Pandemia do novo coronavírus afeta celebração do Shokonsai em Álvares Machado
A professora Vilma Mayumi Tatibana, que faz uma pesquisa histórica sobre o local, citou que a zona rural de Álvares Machado chegou a ter sete escolas fundadas por japoneses. “Isso vem da grande importância da educação. Eles também chamavam professores do Japão, formados nas melhores universidades”, relatou.
O início da imigração japonesa também ajudou na evolução do município, conforme explicou a também pesquisadora Eli Tatizawa.
“A cidade nasceu do lado da estação de trem.
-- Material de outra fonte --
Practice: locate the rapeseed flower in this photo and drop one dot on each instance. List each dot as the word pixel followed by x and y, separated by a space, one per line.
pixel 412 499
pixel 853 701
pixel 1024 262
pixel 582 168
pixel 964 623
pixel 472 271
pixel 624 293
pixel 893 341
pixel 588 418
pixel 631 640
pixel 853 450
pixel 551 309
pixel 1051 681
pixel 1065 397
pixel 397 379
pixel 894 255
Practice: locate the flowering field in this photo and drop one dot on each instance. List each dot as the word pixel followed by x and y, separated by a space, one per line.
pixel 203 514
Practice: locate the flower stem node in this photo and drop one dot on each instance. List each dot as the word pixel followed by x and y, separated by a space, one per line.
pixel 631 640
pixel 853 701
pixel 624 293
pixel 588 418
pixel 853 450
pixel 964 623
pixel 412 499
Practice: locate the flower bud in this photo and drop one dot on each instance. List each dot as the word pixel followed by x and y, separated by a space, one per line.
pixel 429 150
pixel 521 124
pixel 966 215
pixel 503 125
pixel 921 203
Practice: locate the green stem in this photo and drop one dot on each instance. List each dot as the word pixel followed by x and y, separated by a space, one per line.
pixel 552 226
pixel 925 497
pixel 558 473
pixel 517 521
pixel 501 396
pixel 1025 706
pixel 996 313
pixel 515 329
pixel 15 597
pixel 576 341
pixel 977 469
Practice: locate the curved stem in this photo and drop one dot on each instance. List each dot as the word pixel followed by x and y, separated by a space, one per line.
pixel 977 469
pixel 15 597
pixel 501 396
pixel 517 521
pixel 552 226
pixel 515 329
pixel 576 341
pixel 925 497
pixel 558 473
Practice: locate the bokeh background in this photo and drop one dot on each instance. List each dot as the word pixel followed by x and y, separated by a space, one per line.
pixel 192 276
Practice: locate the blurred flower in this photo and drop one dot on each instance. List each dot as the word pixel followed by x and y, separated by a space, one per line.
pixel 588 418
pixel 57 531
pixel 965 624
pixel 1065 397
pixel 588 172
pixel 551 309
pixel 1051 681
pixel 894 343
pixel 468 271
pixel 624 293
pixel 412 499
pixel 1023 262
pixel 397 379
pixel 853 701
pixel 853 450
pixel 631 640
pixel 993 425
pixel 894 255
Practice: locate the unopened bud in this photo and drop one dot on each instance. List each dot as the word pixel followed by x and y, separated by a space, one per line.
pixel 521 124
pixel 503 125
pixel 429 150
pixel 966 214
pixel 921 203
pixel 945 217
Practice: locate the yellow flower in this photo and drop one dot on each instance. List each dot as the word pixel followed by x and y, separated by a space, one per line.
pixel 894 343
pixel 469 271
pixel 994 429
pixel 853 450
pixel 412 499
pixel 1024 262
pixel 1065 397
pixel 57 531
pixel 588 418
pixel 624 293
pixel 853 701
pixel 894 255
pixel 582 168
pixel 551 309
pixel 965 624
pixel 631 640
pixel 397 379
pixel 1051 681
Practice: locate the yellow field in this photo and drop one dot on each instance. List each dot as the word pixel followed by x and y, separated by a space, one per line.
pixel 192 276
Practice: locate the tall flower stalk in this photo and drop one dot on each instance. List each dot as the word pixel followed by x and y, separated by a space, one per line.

A primeira escola fica a cinco ou seis quilômetros da estação de trem. Então, foram inícios quase juntos. O que se coloca é que a cidade de Álvares Machado foi fundada um pouquinho antes. A área da escola e onde fica o cemitério chegou a ter mais de 500 famílias. São mais de duas mil pessoas. Para uma época de início de século, é muita gente. Então, a pujança da região também está relacionada a isso”, salientou.
As proibições do governo de Getúlio Vargas, no período da Segunda Guerra Mundial, afetaram bastante a rotina das famílias japonesas. “Quando foi fechado o cemitério, existia até uma forma de cercear qualquer movimento social. Então, a escola passou a ser um pouco clandestina. Em função, a escola foi diminuindo. Depois da guerra, voltou a funcionar normalmente. Mas, em função da saída dos jovens para estudar fora, começou a faltar aluno. E até hoje a gente vê nas escolas japonesas uma carência de alunos. Tem uma dificuldade, temos até que estimular para que voltem a estudar”, enfatizou Katsutani.
O prédio vai passar por revitalização, onde há o projeto de instalar no local um pequeno museu sobre o Shokonsai. Uma parte já é usada como cozinha. Voluntários também estão recuperando móveis das décadas de 20, 30 e 40 do século passado para preservar a história.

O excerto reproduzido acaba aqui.